The Company recognises the importance of good corporate governance. As such the Company is guided by the principles and provisions of the Combined Code and the recommendations of the Higgs Report are followed to the extent that the Directors consider appropriate for a public company of its size and nature. Accordingly, the Company has established an audit committee and a remuneration and nominations committee.

In April 2009 Lynton Barker was appointed as independent Non-executive Chairman. His predecessor as Chairman was Peter Morgan, who continues as a Board Member alongside Alastair Gordon, both as independent Non-executive Directors.

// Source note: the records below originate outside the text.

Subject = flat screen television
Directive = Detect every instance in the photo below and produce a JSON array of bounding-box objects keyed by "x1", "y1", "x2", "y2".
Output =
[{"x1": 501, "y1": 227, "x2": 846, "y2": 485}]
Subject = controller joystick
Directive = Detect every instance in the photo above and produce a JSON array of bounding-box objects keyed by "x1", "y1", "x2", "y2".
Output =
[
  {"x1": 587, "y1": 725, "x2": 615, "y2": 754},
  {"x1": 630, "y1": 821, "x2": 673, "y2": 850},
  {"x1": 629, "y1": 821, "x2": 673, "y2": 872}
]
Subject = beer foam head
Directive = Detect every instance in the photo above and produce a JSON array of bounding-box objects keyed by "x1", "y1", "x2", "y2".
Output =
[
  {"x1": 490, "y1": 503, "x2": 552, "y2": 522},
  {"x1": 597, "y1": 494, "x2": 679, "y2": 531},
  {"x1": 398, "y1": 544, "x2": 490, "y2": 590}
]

The audit committee comprises Lynton Barker, Peter Morgan and Alastair Gordon,  and is chaired by Mr Gordon. Executive Directors will be involved as deemed appropriate. The audit committee is responsible for ensuring that the financial performance of the Group is properly reported on and monitored, and for reviewing the auditors’ reports relating to accounts and internal control systems.

The remuneration and nominations committee comprises Lynton Barker, Peter Morgan and Alastair Gordon and is chaired by Mr Barker. Executive directors will be involved as deemed appropriate. The remuneration and nominations committee meets three times per annum, or as required,  and is responsible for the review and recommendation of the scale and structure of remuneration for Executive Directors and senior management, including the award of share options, and will review any appointments to the Board which may be considered in future. The remunerations and nominations committee additionally has oversight responsibility across all reward structures and programmes at Active Risk.